Well, not very good is also not very scientific. Science requires way to measure and record data. It also requires that you can name something after someone. So, in that spirit of scientific entrepreneurship, we present to you something called (for no particular reason) the Deaton Gag Scale:

Deaton Zero. No gag reflex. Patient buys the tube. I bill for at least a half hour of critical care and a procedure.  Yippee!

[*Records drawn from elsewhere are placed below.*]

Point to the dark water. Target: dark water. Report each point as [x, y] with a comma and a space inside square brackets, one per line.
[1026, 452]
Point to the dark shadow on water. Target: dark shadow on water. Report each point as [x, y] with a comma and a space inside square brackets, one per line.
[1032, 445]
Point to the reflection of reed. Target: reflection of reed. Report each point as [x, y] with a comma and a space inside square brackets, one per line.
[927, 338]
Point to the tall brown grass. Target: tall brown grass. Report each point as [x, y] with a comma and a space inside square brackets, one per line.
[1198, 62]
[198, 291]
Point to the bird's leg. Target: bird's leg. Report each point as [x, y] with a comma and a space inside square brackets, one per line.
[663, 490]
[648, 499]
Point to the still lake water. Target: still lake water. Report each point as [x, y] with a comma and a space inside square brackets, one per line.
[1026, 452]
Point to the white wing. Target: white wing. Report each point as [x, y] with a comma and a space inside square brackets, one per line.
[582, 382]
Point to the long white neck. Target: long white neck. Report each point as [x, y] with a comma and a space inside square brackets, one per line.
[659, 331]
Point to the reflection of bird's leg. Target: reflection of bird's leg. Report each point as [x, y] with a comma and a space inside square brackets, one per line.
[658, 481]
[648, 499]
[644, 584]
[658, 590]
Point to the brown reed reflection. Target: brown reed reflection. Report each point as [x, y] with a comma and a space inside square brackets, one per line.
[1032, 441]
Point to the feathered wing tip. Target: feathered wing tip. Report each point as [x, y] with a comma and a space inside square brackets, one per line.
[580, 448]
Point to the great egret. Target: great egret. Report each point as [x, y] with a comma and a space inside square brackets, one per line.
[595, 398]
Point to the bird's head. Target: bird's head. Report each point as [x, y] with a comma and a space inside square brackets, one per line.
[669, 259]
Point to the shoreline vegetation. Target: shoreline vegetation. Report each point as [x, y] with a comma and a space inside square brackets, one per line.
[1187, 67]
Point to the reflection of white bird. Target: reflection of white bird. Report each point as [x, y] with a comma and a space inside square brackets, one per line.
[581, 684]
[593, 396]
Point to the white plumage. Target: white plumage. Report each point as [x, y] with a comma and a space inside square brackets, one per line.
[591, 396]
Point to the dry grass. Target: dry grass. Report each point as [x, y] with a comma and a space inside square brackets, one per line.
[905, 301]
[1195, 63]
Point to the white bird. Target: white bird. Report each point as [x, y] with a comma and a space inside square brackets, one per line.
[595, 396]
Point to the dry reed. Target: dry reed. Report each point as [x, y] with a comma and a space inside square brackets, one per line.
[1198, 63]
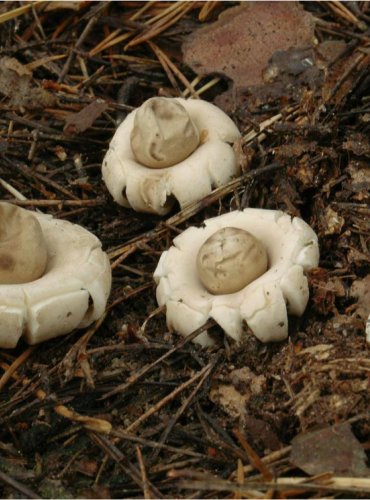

Deaton One. Not aesthetically pleasing. "I don't like that. Let's try it again. Use a bigger stick. Push harder."

Deaton Two. Acceptable. "I make that noise when I think of my ex."

Deaton Three. Dramatic. "Ack ack ack ack ack! No! What the f...k!"

Deaton Four. Enthusiastic "Oh, yeah. C'mon. Uh huh. Uh huh."

Interestingly, in field testing this scale others have mentioned that this scheme could also be used in a social setting, and that the "little black books" men are reported to carry might consider adding a Deaton Score to the traditional system of stars. Of course, because I am a Paragon of Puritan Virtue, I have no idea what they mean. And because I adore The Dental Empress, I'm going to keep it that way.

(Afterthought: As I was reviewing this prior to posting, I was reminded of a patient during my residency, who, when having a urinary catheter placed into the bladder through his...ummm...member, proclaimed "Oh BABY! Oh BABY! Oh BABY!" In a most enthusiastic tone. Which makes me think the Deaton Score can also be applied to the response to urinary catheterization. Though to distinguish it from the first score, it needs a distinct name. How about the Wang Response?)